Good morning to you Stitch. I am digesting things that is why I haven't replied sooner.
Between times I simply return to the underlying fundamentals of this Asian market... which is that sometime soon people are going to focus on the banks, on bank receivables and lending, on derivatives exposure (this was supposed to be insurance remember against "down drafts"), and, finally, they will look at liquidity. There won't be any liquidity.
Hard to time when this second look at Asia is going to come. All the media, the governments, everyone in control is trying to row at 75 strokes to the minute here so the boat doesn't slow down.
Remember that Korean markets were going to be "open" to foreigneers to purchase stock in mid-March, 1998. Postponned to Dec. 31, 98. Remember that Japan was going to have to meet reserve requirements by mid-March 1998. Where is that now?
The rules keep changing. There is, however, the same pool of potential investors in Asia. More investors aren't being invented the eway governments are inventing the news they release.
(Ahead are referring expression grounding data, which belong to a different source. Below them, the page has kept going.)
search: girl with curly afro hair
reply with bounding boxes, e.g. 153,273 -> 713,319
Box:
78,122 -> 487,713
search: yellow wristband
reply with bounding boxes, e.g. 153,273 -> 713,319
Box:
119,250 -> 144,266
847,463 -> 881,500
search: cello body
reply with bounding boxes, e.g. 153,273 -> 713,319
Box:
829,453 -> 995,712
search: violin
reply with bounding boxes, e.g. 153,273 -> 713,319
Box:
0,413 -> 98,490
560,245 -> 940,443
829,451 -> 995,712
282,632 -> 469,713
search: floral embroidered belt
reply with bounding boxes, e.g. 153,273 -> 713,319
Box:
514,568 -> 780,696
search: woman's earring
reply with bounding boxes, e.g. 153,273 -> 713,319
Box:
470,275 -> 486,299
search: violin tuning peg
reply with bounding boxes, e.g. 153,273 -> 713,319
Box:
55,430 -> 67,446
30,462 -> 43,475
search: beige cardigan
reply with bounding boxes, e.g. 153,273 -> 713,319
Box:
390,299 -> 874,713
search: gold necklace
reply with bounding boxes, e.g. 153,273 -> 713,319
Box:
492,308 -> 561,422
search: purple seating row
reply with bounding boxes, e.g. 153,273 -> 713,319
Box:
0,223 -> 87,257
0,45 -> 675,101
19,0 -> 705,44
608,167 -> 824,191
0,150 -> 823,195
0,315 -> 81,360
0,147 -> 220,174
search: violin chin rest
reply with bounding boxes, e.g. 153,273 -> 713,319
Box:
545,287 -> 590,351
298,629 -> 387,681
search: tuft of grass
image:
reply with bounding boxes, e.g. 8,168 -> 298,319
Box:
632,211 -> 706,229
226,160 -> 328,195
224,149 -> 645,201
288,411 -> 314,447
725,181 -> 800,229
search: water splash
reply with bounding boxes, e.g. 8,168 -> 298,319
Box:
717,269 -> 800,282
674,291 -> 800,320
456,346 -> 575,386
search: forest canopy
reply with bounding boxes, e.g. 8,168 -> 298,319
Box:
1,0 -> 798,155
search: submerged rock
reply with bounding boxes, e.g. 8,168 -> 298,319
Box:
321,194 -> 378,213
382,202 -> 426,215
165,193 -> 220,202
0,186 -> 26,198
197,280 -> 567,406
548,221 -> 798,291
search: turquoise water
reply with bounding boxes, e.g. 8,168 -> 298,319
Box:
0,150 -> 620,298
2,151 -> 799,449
...so, the upshot is that when the downdraft comes next time people simply won't believe that governments are doing anything;and, that they can't do anything and they (the investors) won't want to get into the market... they'll just want to get out. IMHO.
That will be he buying opportunity.
Best to you and Bernie. Sime Darby has had a nice bounce probably up nearly 100% in a month. Same nearly with EWM.